Extract Files: First, list the contents of an .ssmc archive to find the file indices:
```
./sprite_shrink -i ./output/my_collection.ssmc -m
```
Then, extract specific files by their index (e.g., extract index 1 and 3):
```
./sprite_shrink -i ./output/my_collection.ssmc -o ./extracted_files/ -e 1,3
```

Command-Line Arguments

Here's a quick reference for the main arguments:

Short Flag	Long Flag	Description	Default
`-i`	`--input`	Path to a file or directory for input. Can be specified multiple times.	Required
`-o`	`--output`	Path for the output archive (compression) or directory (extraction).	Mode Dependent
`-l`	`--list`	Activates file list mode. Lists archive contents in a plain text table. Used with `-i` (input archive).	N/A
`-m`	`--metadata`	Activates metadata mode. Lists archive contents in json format. Used with -i (input archive).	`false`
`-e`	`--extract`	Specifies file indices to extract (e.g., `1,3,5-7`). Requires `-o` and `-i`.	N/A
	`--compression-level`	Sets the numerical compression level for the zstd algorithm.	`19`
`-w`	`--window`	Hashing algorithm window size (e.g., "2KB", "4KB"). Recommended: 2KB.	`2KB`
`-d`	`--dictionary`	Compression algorithm dictionary size (e.g., "16KB", "32KB"). Recommended: 16KB.	`16KB`
`-b`	`--hash-bit-length`	Sets the hashing algorithm bit length. Default value is 64. If the hash verification stage fails try setting to 128.	`false`
	`--auto-tune`	Autotune window and dictionary sizes for optimal size. Overrides manual settings.	`false`
	`--autotune-timeout`	Sets the maximum time in seconds for each autotune iteration.	`None`
	`--optimize-dictionary`	When finalizing the archive, optimize the dictionary for better compression. Can be Very slow depending on dictionary size.	`false`
`-t`	`--threads`	Sets max worker threads. Defaults to all available logical cores.	All cores
	`ignore-config`	Forces application to not read it's config and won't create one if it doesn't already exist.	`false`
	`--low-memory`	Forces low-memory mode by using an on disk cache for temporarily storing data. Can adversely affect application performance.	`false`
`-f`	`--force`	Overwrites the output file if it exists creates the output directory if it doesn't exist.	`false`
`-p`	`--progress`	Activates printing progress to console.	`false`
`-q`	`--quiet`	Activates quiet mode, suppressing non-essential output.	`false`
`-h`	`--help`	Prints comprehensive help information and exits.	N/A
	`--disable-logging`	Disables logging messages to log file.	`false`
	`--mode`	Engages specialized mode. Currently only supports `optical`. Default is used when not provided.	N/A

Helper Scripts

Bash and PowerShell scripts have been made for processing a whole library are also included in this repository. Their use is encouraged.

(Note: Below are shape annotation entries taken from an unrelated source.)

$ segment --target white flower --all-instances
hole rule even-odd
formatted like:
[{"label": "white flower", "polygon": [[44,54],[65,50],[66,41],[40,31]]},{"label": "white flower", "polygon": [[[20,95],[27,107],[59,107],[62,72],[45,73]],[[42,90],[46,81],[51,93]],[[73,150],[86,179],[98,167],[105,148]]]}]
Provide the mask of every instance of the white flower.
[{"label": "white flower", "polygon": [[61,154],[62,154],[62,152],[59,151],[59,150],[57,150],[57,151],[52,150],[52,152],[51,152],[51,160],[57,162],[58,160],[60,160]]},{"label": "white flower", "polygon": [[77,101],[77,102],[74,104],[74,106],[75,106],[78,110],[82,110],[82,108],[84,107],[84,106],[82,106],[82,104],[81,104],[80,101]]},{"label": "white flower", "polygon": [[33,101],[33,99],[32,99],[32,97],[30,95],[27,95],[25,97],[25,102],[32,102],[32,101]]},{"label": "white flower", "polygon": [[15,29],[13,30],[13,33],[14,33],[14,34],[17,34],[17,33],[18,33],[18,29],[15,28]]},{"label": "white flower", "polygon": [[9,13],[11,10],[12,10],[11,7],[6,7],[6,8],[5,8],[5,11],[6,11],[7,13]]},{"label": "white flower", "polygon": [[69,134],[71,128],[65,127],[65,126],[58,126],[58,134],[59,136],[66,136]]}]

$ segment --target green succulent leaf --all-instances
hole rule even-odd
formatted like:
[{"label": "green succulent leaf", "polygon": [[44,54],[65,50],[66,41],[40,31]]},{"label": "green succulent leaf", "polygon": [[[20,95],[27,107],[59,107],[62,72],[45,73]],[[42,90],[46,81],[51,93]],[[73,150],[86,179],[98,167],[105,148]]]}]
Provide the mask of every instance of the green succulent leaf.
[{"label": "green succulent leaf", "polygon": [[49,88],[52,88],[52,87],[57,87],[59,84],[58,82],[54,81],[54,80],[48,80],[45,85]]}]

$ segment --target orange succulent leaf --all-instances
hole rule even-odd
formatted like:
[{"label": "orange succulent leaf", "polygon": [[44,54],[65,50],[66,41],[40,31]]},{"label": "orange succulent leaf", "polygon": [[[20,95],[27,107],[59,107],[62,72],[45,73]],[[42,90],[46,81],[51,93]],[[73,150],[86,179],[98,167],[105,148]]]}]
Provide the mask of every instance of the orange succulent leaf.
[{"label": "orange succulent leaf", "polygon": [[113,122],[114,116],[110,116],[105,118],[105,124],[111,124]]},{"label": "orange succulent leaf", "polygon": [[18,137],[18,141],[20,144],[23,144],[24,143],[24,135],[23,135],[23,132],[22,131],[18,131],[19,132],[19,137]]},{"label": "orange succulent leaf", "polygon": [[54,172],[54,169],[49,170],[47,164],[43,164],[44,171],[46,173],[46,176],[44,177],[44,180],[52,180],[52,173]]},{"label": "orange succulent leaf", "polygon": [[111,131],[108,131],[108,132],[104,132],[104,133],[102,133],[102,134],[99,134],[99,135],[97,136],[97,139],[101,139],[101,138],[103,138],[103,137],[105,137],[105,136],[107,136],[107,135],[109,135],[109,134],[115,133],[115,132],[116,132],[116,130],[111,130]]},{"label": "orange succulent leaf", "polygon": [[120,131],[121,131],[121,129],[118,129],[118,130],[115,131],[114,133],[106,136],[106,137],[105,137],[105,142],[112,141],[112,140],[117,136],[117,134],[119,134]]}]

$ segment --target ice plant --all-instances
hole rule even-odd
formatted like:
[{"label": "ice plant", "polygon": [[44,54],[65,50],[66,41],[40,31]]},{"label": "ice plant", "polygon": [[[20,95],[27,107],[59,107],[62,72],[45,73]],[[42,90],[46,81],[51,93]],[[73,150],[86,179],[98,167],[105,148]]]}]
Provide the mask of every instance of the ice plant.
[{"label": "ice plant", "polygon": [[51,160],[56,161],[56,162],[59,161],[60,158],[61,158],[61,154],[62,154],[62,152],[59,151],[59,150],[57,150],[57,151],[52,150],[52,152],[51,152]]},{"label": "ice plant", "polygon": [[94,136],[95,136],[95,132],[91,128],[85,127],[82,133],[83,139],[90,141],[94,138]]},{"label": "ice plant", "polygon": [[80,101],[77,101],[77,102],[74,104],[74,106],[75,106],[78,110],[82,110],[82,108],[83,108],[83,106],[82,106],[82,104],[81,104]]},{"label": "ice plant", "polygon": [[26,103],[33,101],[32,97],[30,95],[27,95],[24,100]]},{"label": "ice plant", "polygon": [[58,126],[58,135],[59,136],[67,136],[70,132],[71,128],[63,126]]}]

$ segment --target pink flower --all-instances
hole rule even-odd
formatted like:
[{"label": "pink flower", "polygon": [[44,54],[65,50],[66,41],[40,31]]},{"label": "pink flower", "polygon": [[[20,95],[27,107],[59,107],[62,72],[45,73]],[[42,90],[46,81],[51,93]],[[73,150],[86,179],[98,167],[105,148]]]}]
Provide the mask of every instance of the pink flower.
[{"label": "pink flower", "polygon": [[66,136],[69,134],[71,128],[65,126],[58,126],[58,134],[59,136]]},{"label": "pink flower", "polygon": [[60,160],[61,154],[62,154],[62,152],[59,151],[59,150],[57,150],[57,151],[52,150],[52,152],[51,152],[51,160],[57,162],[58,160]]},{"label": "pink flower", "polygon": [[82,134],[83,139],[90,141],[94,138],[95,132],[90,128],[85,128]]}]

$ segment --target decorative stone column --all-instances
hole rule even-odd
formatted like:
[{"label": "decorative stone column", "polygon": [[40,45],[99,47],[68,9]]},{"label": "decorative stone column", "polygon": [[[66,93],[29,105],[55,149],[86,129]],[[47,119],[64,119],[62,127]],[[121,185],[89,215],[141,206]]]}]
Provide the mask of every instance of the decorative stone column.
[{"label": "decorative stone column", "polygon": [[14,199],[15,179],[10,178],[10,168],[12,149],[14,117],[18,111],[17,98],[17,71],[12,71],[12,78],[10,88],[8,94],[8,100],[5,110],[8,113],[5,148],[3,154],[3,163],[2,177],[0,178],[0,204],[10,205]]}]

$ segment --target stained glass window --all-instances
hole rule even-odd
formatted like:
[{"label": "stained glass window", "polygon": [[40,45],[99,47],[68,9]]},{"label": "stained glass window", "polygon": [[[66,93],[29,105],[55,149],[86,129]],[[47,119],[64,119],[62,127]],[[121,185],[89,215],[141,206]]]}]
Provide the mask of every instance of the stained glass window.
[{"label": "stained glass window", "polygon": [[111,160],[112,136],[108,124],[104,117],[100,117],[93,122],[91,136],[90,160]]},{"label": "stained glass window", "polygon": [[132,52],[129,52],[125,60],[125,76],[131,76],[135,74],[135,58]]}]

The guide and the scripts can be found here:

Error Handling & Reliability

SpriteShrink is designed to be robust. It gracefully handles malformed inputs, ensures data integrity (byte-for-byte identical extraction), and provides clear, actionable error messages. Operations are atomic, meaning partially written output files are automatically cleaned up in case of cancellation or failure.

License

This project utilizes multiple licenses for its different components. Please ensure you understand and comply with the license for any part of the project you use.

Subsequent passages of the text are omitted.